Wednesday, July 26, 2017

Don't try to understand

Since moving to Seattle, I haven't really done the whole "Seattle music" scene.  What can I say?  I've been busy.  I'm an adult person and a grad student - and going to shows is a pain in the ass in this city.

We've seen the "Sound Garden" and the "Black Hole Sun" and Kurt Cobain's house and childhood home, and we lived about a long block from Layne Staley's place of death, but I haven't really invested in exploring the actual music that Seattle was known for.

Now that I'm (hopefully) a year out from leaving Seattle, it's starting to creep up a bit.  After this year, I'll have lived in Seattle longer than any other place I've ever lived.  That's nuts, right?  Only 6 years?
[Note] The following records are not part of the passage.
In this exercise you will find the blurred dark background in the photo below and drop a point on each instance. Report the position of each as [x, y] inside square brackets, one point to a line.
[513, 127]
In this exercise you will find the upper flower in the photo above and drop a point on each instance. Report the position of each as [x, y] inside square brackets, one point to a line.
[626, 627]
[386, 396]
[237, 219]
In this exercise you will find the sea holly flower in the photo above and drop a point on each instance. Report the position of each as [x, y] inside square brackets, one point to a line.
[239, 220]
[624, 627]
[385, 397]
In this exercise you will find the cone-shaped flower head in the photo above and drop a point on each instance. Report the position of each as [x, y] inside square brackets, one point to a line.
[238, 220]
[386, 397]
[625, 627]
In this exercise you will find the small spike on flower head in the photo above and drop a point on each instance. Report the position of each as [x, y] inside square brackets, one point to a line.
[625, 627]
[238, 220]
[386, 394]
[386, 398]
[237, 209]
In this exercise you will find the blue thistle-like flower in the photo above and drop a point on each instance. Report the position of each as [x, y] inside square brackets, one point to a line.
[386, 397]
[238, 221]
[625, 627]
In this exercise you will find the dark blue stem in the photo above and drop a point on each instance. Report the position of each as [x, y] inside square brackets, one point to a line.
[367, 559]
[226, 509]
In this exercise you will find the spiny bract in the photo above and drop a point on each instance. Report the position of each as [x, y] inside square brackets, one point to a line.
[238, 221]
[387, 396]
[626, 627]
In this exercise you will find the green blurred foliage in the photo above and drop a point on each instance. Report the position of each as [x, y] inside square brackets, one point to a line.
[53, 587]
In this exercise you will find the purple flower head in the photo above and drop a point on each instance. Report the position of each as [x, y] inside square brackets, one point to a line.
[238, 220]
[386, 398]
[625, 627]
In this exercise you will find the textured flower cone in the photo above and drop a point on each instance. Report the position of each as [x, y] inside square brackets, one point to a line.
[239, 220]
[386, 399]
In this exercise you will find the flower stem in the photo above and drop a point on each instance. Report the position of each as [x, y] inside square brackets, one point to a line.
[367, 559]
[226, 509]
Jesus, where the hell am I even from?

The internet, clearly.


Anyway, in my thinking about Seattle music, I recalled the 'Home Alive' compilation from the mid-90s.  The compilation (and self-defense organization) came about after the rape and murder of Mia Zapata, singer of the (awesome) band the Gits.

After rediscovering this comp, I listened to this song and was instantly taken back to 1995.  I was 14, liked the catchier grunge songs and was on the verge of sinking deeply into a flannel-wrapped depression cocoon, only to emerge as a punk rock butterfly a year later.  I listened to a lot of music like this - we all remember Soul Asylum, right?
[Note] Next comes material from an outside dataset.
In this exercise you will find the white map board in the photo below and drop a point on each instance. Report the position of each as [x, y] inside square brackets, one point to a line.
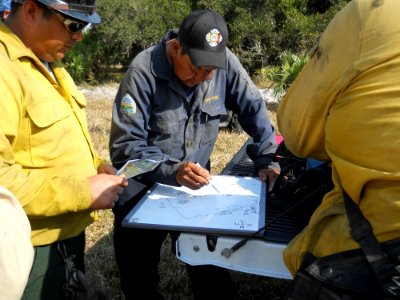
[236, 207]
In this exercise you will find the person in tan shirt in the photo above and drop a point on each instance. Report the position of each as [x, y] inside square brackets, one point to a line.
[345, 108]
Although I'd remembered this song really well, I'd never listened to more from the band.  But now that I'm predicting future nostalgic feelings about Seattle, I need a soundtrack for them.  What better way than by digging back into the kind of sounds that I loved when I was 14?  Come to find out that this band was pretty solid.  I mean, I get why they're not famous, but it certainly sounds like a bunch of mid-90s indie film soundtracks.



It's so solidly early 90s, capturing everything great about that era.  I love it.